Its in-memory value proposition notwithstanding, ParAccel’s drop-in-place Amigo configuration will likely resound with customers, too. Like rival Dataupia—which promises to work more or less out-of-the-box with a customer’s existing RDBMS assets—ParAccel Amigo is designed to complement existing SQL Server implementations (Oracle support is promised for next year.)
"This allows you to grow the system and provide the ‘queryability’ with the syntax coverage of your native SQL environment, so you don’t have to rewrite your applications," Stanick explains. "One cluster can actually mirror multiple databases of record. You can get economies of scale and scale out as needed. The real point is that you offload the systems that are struggling with performance—you offload the heavy, complex, ugly queries so that those systems can do what they’re designed to do."
This helps accelerate vanilla SQL Server performance, too, according to Stanick: "SQL Server is a very nice operational database … and what clients don’t realize is that they’re actually causing themselves a lot of pain by running these [complex] queries on it."
ParAccel touted two prominent launch customers. One—telecommunications specialist LatiNode, which provides least-cost-routing services for calls placed to Latin America—used a Maverick implementation of ParAccel Analytic Database to cut its processing time from 60 hours to 2.5 minutes, topping out at six (mostly commodity) Sunfire 4100 servers. LatiNode plans to deploy its production implementation on top of HP DL380 systems.
"They took a look at that and decided that they didn’t really need to be able to run the query that fast, so they actually scaled it back a bit," Stanick says.

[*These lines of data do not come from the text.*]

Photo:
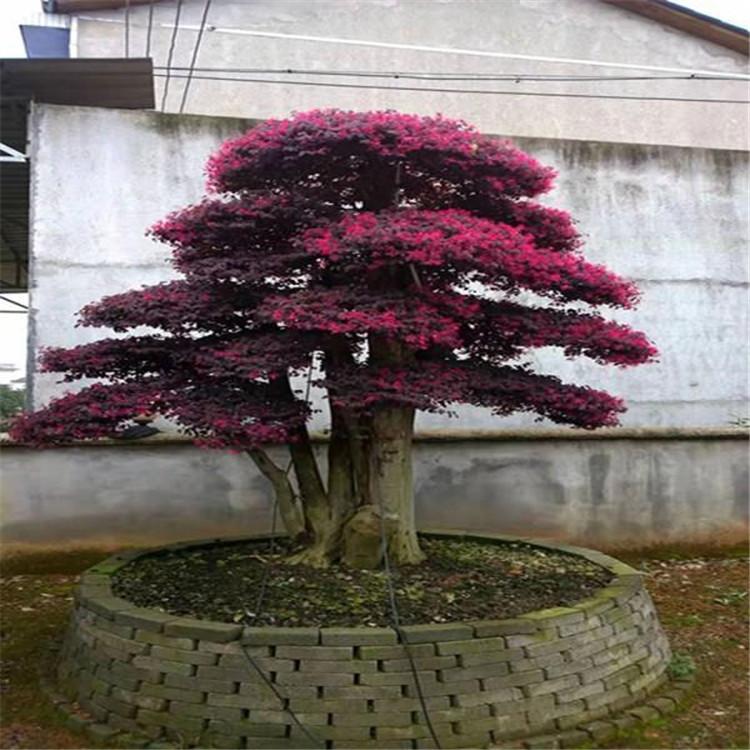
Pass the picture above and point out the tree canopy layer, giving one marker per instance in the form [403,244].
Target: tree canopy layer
[402,252]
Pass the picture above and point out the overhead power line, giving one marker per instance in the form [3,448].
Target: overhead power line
[175,27]
[441,90]
[440,50]
[194,58]
[420,76]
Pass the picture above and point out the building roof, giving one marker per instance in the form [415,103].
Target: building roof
[690,21]
[670,14]
[126,84]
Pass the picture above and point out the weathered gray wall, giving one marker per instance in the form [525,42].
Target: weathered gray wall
[675,219]
[601,492]
[578,29]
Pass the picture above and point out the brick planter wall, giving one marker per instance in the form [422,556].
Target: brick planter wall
[146,672]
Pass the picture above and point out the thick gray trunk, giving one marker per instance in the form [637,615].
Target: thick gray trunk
[392,481]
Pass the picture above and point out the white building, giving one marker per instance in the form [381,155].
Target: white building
[659,187]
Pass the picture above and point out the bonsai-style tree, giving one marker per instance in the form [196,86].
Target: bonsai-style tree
[405,256]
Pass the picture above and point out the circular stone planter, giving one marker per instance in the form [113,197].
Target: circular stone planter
[484,682]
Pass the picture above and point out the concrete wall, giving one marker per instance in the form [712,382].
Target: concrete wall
[675,219]
[578,29]
[636,490]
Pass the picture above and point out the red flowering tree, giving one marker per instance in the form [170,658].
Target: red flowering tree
[393,248]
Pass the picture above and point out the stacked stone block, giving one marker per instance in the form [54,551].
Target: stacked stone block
[486,682]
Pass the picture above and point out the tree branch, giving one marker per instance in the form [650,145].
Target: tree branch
[292,513]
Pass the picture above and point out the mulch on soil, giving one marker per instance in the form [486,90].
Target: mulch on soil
[460,580]
[701,596]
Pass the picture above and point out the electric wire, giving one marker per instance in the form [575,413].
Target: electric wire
[194,58]
[441,90]
[149,27]
[171,52]
[446,76]
[127,28]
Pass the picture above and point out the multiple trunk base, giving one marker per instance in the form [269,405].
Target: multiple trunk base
[366,508]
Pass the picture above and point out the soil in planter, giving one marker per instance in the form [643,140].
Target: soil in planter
[461,580]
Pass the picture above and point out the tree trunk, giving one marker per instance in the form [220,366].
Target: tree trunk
[392,481]
[290,509]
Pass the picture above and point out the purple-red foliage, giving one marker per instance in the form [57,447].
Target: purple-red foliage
[350,234]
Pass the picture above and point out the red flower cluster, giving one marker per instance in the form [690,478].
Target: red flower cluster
[356,235]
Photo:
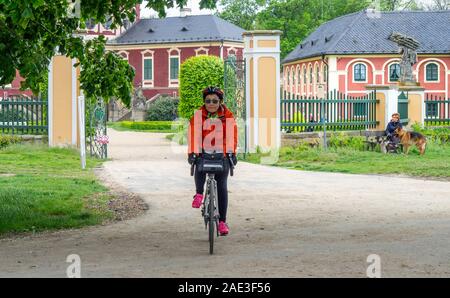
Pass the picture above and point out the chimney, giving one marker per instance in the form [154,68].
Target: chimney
[185,11]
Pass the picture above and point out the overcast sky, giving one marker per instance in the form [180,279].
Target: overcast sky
[194,5]
[175,12]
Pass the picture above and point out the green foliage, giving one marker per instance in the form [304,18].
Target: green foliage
[343,140]
[6,140]
[33,30]
[438,135]
[163,109]
[150,125]
[435,162]
[105,74]
[45,188]
[196,74]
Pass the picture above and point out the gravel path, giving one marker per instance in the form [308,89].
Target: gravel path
[283,223]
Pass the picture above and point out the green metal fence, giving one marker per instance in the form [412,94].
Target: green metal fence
[437,110]
[23,115]
[335,112]
[402,108]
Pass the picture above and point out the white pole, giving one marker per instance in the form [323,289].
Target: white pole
[82,127]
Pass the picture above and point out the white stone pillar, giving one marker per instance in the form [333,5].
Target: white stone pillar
[262,54]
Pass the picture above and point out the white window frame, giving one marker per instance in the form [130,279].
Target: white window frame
[201,49]
[174,83]
[353,74]
[425,72]
[148,83]
[123,52]
[232,49]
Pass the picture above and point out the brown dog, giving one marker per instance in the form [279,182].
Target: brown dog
[410,138]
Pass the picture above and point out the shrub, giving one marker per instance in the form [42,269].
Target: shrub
[151,125]
[163,109]
[6,140]
[343,140]
[438,135]
[196,74]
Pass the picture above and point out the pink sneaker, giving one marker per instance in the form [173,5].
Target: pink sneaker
[197,202]
[223,228]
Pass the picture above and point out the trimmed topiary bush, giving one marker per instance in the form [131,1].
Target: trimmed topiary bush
[163,109]
[196,74]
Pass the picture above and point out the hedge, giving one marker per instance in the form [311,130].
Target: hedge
[151,125]
[196,74]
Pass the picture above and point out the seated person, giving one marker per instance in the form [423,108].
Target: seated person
[391,127]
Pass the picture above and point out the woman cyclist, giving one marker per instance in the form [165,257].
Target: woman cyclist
[213,128]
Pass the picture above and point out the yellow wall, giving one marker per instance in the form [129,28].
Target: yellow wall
[62,100]
[381,111]
[414,108]
[252,105]
[267,43]
[267,101]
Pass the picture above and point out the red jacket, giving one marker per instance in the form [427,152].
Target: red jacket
[219,133]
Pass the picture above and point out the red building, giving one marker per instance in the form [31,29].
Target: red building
[353,51]
[157,47]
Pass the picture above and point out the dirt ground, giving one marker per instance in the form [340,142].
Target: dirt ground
[283,223]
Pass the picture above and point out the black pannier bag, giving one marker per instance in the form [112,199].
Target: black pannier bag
[211,163]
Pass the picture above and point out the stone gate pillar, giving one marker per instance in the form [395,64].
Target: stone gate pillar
[262,54]
[63,92]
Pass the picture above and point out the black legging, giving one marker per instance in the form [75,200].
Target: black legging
[222,190]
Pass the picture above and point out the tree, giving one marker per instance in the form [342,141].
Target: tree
[241,13]
[32,31]
[196,73]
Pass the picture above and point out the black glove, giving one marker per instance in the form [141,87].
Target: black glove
[192,158]
[233,158]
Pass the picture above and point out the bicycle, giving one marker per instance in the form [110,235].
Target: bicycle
[211,164]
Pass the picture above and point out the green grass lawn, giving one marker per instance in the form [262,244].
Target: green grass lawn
[44,188]
[435,162]
[145,126]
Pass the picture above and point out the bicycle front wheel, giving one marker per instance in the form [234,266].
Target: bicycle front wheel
[211,223]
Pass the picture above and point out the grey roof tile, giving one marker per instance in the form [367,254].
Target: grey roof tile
[170,30]
[358,33]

She declined to identify ParAccel’s other prominent client—although she did describe it as a Fortune 500 information services provider for the legal profession. That company tapped a ParAccel Amigo implementation to run its queries an average of 50 times faster, Stanick notes. From this customer’s perspective, implementing ParAccel Amigo made a lot more sense than building a complementary data warehouse from scratch.
"They basically said [that] for us to turn around and have to build a whole ETL process, a data warehouse schema, all of the data warehouse project and design, just to get slightly faster performance—it wasn’t worth it," she says. "With Amigo, they can literally bring in their operational system … and [plug right into] that system. It’s the best of both worlds. [Their operational system is] tuned for OLTP, but it’s also tuned for decision support [with ParAccel], so the apps aren’t built specifically for a platform any longer."